Conservationists Vow to Fight Sale of Plum Island
Plum Island, an 840-acre land mass in Long Island Sound, is becoming a focal point for environmentalists. That's because of government plans to sell the island to fund the construction of a new USDA animal-testing center.
For decades, Plum Island hosted an animal testing center. The government now wants to sell it -- and the land around it -- because of a mandate from Congress requiring the sale of Plum Island to help fund the construction of a new USDA animal-testing center in Kansas.
At stake is what will happen to the 600-or-so acres of land that's not the research lab, which conservationists say is home to a variety of migrating birds and rare plants.

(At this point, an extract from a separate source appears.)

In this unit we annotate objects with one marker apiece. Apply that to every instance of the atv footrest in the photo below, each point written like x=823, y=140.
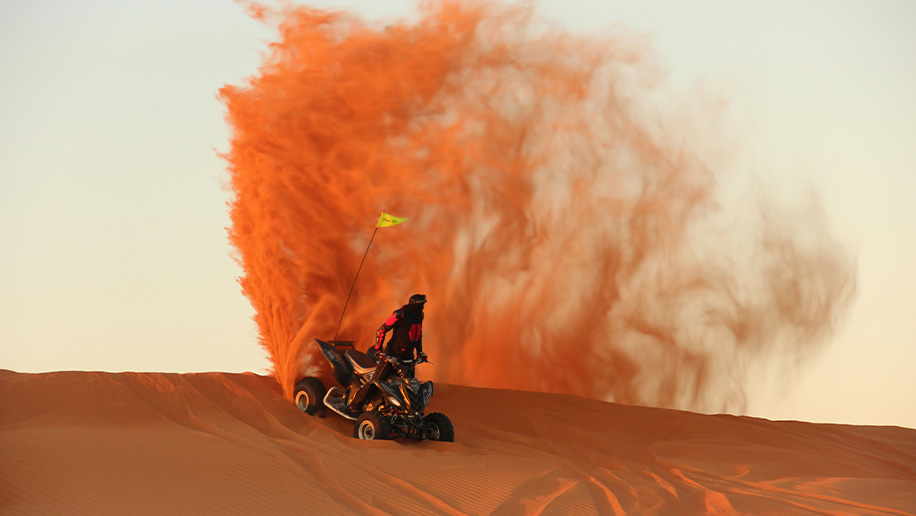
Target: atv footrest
x=336, y=400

"I have to say, I was blown away the first time I set foot on Plum Island," said Leah Schmalz, a lawyer with Save the Sound, an environmental advocacy organization. "Setting foot on the island and being taken around and just seeing the vistas -- being able to see the Connecticut shoreline from this island. Being able to see all those forests. It really is a magical place."
Earlier this month, Schmalz's group filed notice that they intend to sue the government. Schmalz said it violated the Endangered Species Act, and didn't adequately assess the environmental impacts of a sale.

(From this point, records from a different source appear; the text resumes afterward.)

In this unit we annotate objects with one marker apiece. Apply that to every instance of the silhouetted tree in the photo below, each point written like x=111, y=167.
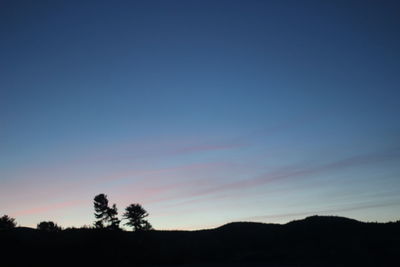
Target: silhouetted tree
x=7, y=222
x=106, y=216
x=135, y=215
x=48, y=226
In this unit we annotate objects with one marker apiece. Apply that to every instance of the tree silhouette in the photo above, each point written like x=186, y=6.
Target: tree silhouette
x=135, y=215
x=106, y=216
x=7, y=222
x=48, y=226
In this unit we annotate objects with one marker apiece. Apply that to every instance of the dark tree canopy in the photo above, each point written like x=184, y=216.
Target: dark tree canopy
x=7, y=222
x=106, y=216
x=136, y=214
x=48, y=226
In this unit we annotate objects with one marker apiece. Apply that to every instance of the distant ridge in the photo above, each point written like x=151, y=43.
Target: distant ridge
x=313, y=241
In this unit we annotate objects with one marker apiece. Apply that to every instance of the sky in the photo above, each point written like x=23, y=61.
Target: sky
x=205, y=112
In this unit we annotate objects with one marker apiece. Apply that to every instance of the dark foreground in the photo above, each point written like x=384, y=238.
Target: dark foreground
x=315, y=241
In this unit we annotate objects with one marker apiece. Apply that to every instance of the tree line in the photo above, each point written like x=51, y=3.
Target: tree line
x=106, y=218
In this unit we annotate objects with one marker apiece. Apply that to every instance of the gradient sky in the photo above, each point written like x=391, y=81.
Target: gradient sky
x=205, y=112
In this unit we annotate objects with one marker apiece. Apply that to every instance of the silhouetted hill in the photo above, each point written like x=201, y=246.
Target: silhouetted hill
x=314, y=241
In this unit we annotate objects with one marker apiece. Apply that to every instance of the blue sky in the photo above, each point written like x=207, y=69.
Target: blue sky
x=204, y=111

"One of the things we've all been saying is that language that Congress gave you actually gives you a little discretio," Schmalz said. "You don't have to sell off the whole island completely. An unfettered sale, with no conservation options. You have some flexibility."
That flexibility, she said, could include selling part of the developed area and doing a conservation sale of the rest of the island.
The government has 60 days to respond to the notice.